Since GNU Radio uses the general programming language Python as a dedicated control channel instead of a single module connection mechanism, in addition to being able to configure and manage signal processing modules more conveniently, with the help of Python's flexible characteristics, it is also possible to establish a network model at the upper layer of the communication link, customize and design the entire communication protocol, and even interact directly with the application. This makes it possible to implement cross-level design and joint optimization in GNU Radio.

Taking the built-in test program of GNU Radio as an example, it can be seen from the analysis of the code in the test program that GNU Radio specifies the frame structure format shown in Figure 1. The bottom frame structure provides the preamble and synchronization code for the frequency and timing synchronization of the receiving system; the frame header provides information such as frame length and Gaussian whitening bias; the upper structure of the frame provides CRC (Cyclic Redundancy Check) check and the function of counting the number of sent packets. In addition, GNU Radio also provides a carrier sense multiple access/collision detection mechanism in the MAC (Media Access Control) layer to detect signal conflicts on the current channel. When the amplitude of the signal received by USRP is greater than the set threshold value, the channel is considered to be occupied, and the binary exponential backoff retransmission algorithm is used to wait for retransmission. Through the timestamp of USRP data, the superframe structure of time-slot transmission can also be implemented in GNU Radio. At the same time, by importing the Socket module, Python can easily perform network programming. Calling the virtual Ethernet channel provided by TUN/TAP allows the application layer program based on TCP/IP to be directly loaded onto GNU Radio and communicate through the communication system provided by GNU Radio. In addition, the data in the upper-layer network model is asynchronous data and cannot be directly processed by the synchronous signal processing module on the communication link. To this end, GNU Radio uses a FIFO (First In First Out) cache between the network model and the link model to achieve the conversion of signals from asynchronous to synchronous, and from information bits to baseband waveforms, closely integrating the communication link and the upper-layer network.

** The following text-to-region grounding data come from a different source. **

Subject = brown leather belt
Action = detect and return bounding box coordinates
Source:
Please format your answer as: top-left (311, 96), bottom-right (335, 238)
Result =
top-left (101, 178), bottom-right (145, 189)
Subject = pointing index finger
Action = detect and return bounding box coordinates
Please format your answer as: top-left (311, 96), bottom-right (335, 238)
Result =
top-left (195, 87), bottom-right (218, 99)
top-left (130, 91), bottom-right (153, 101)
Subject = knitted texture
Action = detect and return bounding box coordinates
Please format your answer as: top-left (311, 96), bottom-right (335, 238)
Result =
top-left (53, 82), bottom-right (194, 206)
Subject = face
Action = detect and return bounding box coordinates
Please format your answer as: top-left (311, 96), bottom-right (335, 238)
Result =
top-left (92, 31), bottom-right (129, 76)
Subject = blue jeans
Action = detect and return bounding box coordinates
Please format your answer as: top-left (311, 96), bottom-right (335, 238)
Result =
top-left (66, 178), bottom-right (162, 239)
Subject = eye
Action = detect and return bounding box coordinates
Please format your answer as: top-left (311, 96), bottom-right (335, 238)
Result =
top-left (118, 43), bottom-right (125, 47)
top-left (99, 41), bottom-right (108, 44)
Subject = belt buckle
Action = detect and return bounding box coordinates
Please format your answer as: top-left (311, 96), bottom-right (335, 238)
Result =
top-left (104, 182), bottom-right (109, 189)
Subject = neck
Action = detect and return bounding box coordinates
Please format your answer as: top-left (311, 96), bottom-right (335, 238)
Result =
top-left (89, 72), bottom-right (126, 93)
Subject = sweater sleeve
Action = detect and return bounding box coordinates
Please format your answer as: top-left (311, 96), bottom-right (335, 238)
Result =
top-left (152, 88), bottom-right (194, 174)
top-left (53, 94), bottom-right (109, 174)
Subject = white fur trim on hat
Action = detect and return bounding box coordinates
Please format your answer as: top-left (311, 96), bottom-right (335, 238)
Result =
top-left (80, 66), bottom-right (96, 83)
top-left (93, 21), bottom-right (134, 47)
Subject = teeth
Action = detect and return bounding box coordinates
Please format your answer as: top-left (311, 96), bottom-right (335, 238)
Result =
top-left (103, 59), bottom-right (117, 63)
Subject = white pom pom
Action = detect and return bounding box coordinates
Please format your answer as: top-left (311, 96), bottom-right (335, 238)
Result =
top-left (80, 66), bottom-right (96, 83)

By using the functions and features provided by GNU Radio, researchers and developers can easily build a more complete communication system consisting of communication links and upper-layer network models, and perform cross-level joint design and optimization of customized communication systems from a global performance perspective.

1.3 USRP Hardware Structure

In the software radio system composed of GNU Radio and USRP, GNU Radio is only responsible for processing low-rate baseband signals, while USRP plays the role of digital intermediate frequency and RF front end to process high-throughput signals. The hardware structure of USRP designed based on software radio concept is flexible and universal, and can be compatible with multiple protocol standards of current wireless communications, providing strong support for the establishment of customized protocols and multi-standard fusion system modeling and testing.

As shown in Figure 2, the structure of USRP mainly includes FPGA (Field Programmable Gate Array) responsible for digital intermediate frequency processing, ADC and DAC devices responsible for analog/digital and digital/analog conversion, and RF sub-board responsible for RF signal processing. In the specific transmission and reception process, the antenna at the receiving end captures the RF signal in the air, and the RF sub-board performs down-conversion in the analog domain, moving the signal from the RF to the intermediate frequency, and then entering the digital domain through the conversion of the A/D device; FPGA acts as a digital down-converter, further moving the signal from the digital intermediate frequency to the baseband, and at the same time completes the signal extraction work, so that the signal rate is reduced to the range that the general processor can handle; finally, the low-rate baseband signal is sent to the PC through the control chip. The sending end completes a roughly opposite signal processing process.